If this all sounds like too much trouble (it's worth it), there are a few general rules you can go by that will still improve your lure selection for your particular stream. Most pool species are flatter in profile and lighter in color leaning heavily towards the shiney and silvery hues. Pool species are also often much higher in the water column on average than riffle species. Riffle species are generally a bit smaller and more rounded in profile. They tend to be darker in color but often have brighter wild colors mixed in. Google darters, madtoms, and sculpins to get an idea of their general appearance. Riffle species usually stay tight to the bottom to avoid the heavy current of the riffle.

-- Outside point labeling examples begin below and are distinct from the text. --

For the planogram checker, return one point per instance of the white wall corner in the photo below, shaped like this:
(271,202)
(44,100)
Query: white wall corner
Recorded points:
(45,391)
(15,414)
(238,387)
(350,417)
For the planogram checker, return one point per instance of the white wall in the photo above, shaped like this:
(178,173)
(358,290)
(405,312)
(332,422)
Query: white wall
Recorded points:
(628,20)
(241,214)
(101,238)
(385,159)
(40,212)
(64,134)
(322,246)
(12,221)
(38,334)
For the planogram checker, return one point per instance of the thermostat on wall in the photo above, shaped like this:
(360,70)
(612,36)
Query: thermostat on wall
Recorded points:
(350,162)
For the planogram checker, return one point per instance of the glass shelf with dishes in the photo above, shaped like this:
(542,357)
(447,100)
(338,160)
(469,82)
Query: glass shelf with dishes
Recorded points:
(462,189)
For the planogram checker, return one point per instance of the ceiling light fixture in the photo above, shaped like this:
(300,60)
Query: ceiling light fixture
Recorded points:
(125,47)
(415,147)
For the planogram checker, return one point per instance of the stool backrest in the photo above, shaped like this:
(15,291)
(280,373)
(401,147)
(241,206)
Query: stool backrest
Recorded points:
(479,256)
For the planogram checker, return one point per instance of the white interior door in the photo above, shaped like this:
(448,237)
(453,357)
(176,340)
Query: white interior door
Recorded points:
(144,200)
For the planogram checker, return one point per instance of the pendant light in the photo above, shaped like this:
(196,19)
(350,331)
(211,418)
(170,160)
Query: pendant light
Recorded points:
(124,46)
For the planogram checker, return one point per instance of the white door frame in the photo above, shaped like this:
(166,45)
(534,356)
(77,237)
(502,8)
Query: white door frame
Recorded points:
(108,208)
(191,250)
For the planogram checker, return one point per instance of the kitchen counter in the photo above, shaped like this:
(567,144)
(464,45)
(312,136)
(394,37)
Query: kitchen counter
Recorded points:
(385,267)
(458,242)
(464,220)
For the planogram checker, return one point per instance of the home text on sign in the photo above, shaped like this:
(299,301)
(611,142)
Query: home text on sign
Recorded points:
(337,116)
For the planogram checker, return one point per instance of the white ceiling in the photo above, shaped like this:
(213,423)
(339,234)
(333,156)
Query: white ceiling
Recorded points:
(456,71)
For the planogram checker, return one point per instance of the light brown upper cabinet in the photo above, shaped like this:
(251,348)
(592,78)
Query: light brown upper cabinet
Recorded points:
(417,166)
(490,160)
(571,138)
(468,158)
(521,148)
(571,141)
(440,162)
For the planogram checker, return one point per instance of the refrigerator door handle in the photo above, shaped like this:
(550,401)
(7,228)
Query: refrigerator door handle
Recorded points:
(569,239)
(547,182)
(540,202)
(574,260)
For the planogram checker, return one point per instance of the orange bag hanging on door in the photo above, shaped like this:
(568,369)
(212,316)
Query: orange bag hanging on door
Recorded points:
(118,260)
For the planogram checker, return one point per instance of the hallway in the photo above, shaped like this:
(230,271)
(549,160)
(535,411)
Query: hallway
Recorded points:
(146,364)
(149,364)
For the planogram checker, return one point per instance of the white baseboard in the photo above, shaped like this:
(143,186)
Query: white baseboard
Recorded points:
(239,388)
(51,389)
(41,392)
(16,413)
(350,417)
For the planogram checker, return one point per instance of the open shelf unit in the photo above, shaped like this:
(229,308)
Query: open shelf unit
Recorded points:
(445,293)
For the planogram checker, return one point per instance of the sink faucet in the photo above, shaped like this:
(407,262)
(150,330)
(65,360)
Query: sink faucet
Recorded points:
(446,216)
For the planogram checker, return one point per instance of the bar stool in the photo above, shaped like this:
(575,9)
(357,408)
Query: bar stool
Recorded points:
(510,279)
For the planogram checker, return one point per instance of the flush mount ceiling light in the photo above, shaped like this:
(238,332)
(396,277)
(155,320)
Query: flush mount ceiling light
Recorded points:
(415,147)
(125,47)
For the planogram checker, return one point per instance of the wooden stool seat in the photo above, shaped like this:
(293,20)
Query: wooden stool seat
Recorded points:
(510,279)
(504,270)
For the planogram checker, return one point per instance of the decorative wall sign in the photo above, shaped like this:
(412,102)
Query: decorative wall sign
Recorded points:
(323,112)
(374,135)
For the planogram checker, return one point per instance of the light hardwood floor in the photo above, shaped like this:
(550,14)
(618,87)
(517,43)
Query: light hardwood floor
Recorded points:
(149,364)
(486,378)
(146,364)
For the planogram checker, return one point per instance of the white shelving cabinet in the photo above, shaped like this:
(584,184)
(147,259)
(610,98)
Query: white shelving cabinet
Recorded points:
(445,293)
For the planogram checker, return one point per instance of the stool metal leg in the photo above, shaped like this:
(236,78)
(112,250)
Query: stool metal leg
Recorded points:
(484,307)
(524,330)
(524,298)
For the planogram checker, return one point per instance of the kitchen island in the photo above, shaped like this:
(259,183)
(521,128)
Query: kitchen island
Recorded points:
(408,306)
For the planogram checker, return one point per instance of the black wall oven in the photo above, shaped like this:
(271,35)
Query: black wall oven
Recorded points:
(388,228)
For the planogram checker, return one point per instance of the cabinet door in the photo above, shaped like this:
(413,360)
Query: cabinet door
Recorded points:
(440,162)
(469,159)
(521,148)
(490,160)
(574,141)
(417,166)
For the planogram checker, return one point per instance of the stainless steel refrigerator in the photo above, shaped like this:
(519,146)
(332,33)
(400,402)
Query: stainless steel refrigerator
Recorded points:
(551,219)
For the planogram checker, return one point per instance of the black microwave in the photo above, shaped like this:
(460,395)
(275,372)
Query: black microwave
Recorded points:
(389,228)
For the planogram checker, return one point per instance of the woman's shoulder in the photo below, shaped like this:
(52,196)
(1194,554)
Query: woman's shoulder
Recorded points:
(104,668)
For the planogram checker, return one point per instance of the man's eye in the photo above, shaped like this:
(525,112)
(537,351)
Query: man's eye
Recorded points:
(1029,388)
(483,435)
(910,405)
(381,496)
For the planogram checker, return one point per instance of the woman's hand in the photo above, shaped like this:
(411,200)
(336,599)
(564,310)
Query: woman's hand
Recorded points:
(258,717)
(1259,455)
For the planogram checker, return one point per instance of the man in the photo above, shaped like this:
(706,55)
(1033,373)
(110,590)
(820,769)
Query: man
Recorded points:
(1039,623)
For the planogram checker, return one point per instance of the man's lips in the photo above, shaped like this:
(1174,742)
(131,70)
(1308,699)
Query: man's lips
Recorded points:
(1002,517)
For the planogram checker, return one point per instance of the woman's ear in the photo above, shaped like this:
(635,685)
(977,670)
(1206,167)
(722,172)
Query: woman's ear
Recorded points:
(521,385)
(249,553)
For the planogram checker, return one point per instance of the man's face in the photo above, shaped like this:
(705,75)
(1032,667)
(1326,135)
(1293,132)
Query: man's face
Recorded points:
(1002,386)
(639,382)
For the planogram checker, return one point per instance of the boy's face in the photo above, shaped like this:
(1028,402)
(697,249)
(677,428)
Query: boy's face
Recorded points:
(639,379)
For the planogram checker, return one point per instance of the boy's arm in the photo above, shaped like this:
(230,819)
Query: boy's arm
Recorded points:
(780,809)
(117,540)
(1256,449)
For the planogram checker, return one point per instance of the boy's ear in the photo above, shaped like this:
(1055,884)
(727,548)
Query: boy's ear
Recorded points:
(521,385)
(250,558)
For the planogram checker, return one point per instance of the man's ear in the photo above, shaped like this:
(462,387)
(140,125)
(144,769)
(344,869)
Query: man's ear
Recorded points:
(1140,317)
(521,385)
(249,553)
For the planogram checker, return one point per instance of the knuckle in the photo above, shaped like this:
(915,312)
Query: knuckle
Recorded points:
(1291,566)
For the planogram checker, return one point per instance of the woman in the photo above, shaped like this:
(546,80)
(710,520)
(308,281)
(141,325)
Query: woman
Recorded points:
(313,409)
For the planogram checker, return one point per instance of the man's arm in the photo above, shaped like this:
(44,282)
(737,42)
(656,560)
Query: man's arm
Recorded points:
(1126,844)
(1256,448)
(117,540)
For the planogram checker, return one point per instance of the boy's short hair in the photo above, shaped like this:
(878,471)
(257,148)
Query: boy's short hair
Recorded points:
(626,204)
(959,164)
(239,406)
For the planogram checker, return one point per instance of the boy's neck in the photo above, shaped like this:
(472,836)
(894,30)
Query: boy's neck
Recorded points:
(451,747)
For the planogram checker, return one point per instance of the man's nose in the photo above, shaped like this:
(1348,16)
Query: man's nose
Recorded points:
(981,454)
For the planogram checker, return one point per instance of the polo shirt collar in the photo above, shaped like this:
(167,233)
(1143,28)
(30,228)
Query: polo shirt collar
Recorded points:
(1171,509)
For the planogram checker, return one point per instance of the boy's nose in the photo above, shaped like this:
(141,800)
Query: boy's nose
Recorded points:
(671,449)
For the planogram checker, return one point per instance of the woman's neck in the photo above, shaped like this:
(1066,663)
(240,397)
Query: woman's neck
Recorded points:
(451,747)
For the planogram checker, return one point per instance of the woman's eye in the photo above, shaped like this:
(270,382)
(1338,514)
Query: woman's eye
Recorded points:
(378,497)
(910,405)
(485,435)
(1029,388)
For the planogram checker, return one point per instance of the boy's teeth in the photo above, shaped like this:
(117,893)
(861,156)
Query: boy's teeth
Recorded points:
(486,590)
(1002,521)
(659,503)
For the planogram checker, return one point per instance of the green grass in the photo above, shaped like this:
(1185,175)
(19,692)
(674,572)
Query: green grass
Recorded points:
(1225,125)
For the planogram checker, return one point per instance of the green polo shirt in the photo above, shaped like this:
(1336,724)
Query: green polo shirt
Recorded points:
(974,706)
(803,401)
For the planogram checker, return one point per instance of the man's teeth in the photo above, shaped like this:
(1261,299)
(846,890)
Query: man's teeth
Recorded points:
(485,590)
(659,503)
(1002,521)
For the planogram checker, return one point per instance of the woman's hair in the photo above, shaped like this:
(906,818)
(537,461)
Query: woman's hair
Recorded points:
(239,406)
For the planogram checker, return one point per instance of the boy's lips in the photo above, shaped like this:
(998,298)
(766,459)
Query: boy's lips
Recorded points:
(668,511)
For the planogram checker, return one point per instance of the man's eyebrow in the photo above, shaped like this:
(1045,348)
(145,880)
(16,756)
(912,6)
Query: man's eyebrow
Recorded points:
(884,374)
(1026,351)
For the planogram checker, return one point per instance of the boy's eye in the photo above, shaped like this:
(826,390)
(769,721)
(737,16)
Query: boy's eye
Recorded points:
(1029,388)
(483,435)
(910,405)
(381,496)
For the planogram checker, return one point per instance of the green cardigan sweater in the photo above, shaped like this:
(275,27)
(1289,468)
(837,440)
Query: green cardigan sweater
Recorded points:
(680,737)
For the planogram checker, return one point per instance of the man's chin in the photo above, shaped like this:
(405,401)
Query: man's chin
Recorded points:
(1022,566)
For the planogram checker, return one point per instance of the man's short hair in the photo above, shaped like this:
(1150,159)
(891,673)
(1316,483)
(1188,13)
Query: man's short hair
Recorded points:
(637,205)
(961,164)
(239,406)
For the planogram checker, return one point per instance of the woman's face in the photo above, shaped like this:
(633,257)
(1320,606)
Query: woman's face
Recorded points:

Riffles are also full of dark or brownish arthropods like hellgrammites, dragonfly larvae and crayfish that smallmouth feed on as well.
"The Stream Fishes of OHio Field Guide" is available online as a pdf that you scroll down and get a quick overview of the various stream fishes, their habits and their appearance and is very useful for getting a general feel for what small stream fish look and act like. If you, like me, live and fish in Ohio, a great book to own is "A guide to Ohio Streams" put out by the Ohio Chapter of the American Fisheries Society. It's full of information on how the food chain in the river works as well as a wealth of information on every watershed in the state as well.